Si tratta però di testimonianze complesse, ambigue: spesso le istantanee sono foto “costruite”, a metà fra la propaganda e la documentazione. Sono le immagini dei vincitori a fare il giro del mondo sulle prime pagine dei grandi settimanali illustrati: i marines che issano la bandiera americana a Iwo Jima (il fotografo era Joe Rosenthal), o il soldato sovietico che sventola la bandiera rossa con la falce e il martello sulla facciata del Reichstag in una Berlino fumante (foto di Yevgeny Khaldei) . Sono foto tragiche, scattate all’indomani di vittorie decisive, di avanzate sanguinose, di perdite immani. Come ci sono anche, frutto della meticolosità tedesca, le terribili immagini della “pulizia” del ghetto di Varsavia scattate da Jürgen Stroop.

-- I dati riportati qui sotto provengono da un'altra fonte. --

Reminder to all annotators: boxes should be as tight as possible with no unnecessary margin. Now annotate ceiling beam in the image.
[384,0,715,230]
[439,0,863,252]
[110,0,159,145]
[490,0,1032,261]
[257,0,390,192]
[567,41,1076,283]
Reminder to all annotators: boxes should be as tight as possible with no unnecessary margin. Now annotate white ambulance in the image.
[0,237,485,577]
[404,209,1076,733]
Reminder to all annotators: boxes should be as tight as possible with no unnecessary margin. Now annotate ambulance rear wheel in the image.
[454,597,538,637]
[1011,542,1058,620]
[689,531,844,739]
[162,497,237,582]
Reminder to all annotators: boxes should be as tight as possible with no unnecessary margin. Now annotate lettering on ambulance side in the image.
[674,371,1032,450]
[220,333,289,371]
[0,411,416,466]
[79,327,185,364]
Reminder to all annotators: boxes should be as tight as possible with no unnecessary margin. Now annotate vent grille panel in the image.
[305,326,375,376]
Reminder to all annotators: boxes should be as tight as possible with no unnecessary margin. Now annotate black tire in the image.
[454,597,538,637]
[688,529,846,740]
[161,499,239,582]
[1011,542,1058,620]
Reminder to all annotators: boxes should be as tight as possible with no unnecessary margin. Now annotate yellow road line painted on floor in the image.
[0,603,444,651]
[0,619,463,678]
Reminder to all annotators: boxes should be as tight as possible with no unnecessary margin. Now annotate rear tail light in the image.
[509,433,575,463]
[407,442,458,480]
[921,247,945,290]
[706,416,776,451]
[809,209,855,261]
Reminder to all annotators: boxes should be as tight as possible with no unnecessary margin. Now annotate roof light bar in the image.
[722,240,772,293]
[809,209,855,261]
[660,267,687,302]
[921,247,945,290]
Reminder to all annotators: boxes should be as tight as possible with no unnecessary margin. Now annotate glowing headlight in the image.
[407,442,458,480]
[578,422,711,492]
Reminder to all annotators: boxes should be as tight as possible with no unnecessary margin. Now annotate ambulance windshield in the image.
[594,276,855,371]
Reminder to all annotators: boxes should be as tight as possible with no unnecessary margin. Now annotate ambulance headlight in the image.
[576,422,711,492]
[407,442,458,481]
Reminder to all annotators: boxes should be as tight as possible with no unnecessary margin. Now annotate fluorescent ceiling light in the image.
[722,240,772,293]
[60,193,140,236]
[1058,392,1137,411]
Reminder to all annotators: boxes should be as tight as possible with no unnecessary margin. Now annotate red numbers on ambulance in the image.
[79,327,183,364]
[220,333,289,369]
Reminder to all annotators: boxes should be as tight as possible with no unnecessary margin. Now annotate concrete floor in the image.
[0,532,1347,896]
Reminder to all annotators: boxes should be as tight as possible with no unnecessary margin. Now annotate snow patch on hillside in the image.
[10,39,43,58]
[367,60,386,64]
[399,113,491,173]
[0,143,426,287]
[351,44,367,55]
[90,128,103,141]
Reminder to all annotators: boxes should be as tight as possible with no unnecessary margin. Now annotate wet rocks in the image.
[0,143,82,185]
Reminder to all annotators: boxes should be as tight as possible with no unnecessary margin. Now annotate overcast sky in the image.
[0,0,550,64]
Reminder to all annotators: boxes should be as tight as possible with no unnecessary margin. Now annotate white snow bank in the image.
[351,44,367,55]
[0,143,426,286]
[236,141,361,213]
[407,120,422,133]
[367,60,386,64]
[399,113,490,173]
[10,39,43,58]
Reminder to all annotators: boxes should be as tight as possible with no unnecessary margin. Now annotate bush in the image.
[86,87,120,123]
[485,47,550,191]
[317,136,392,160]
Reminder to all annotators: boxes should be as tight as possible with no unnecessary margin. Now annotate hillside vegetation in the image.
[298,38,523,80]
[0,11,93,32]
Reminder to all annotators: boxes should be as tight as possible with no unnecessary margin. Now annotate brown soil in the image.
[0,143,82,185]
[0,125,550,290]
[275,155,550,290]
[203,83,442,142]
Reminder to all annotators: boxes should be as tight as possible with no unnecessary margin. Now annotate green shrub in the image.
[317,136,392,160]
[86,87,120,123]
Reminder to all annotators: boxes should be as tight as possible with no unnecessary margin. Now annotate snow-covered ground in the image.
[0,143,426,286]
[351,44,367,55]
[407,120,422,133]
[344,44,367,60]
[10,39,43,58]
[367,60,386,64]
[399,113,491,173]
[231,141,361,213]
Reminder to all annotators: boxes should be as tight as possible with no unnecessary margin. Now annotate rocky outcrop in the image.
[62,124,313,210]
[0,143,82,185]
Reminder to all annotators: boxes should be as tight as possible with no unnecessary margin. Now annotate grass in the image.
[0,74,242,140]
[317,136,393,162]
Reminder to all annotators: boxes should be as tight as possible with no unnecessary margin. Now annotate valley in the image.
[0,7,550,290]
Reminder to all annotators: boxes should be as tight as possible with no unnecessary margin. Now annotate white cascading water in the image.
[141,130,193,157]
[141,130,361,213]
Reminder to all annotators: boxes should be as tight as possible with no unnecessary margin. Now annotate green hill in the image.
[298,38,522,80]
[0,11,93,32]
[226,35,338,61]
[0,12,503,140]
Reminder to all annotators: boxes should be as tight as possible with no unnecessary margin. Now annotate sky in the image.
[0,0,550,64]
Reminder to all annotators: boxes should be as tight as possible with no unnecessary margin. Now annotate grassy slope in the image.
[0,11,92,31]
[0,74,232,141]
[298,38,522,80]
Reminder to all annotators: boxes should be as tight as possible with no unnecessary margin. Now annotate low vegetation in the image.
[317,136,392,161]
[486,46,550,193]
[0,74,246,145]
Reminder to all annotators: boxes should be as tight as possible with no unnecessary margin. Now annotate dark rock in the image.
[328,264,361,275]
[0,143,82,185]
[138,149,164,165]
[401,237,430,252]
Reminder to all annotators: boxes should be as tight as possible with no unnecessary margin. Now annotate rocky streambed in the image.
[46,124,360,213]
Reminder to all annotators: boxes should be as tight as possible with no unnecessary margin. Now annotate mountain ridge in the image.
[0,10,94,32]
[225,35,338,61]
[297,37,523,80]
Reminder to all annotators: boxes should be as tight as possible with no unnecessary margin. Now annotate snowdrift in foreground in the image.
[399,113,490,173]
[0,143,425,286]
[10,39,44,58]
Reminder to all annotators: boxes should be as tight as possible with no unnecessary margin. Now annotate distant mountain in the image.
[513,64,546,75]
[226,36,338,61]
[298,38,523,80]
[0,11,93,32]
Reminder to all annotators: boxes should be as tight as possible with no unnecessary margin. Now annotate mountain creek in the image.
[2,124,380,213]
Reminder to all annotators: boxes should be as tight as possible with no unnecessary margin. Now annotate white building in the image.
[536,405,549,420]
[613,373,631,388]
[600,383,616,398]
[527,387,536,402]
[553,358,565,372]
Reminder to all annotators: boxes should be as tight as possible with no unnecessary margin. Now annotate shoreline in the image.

Il panorama che appare nelle prime foto sulla campagna d’Italia è quello di una guerra meno sanguinosa. L’ Operazione Husky non trova, sulle sponde meridionali della Sicilia, la stessa resistenza che avrà, mesi dopo, lo sbarco in Normandia. È un’Italia primitiva e rurale quella documentata da Phil Stern, da Robert Capa, da Margaret Bourke-White: carretti trainati da asini, contadini che indicano la strada, città festanti all’arrivo degli alleati, tipi fisici dell’ ”italiano meridionale”, capelli neri e baffetti. Vista da sud, prima dell’8 settembre, l’Italia non conosce ancora i partigiani impiccati con il fil di ferro e le città distrutte. È un panorama, però, nel quale sono sempre presenti le spoglie del fascismo sconfitto: scheletri di navi affondate, carri armati capovolti, arroganti scritte sui muri.
Di questa foto sappiamo molto, se non tutto: il titolo (“Dai! Muoviti!”), la data (prima del 20 luglio 1943), il luogo (Comiso) e anche il nome del soldato ritratto. E sappiamo anche che la foto ha superato la censura di guerra. La didascalia sul retro dice: “Il soldato Francis H. O’Neil di Los Angeles (California) dirige il traffico in un incrocio di Comiso e sprona due nativi su un carretto tirato da un asino incitandoli a “darsi una mossa”. Si noti nello sfondo il carro armato ribaltato e, ironicamente, la parola Duce scritta sul muro proprio sopra il carro armato ribaltato”.
L’autore resta ignoto, fra i tanti che lavorarono per Acme Newspictures, una compagnia di fotogiornalismo acquisita da United Press nel 1952, i cui archivi sono ora proprietà di Corbis Images.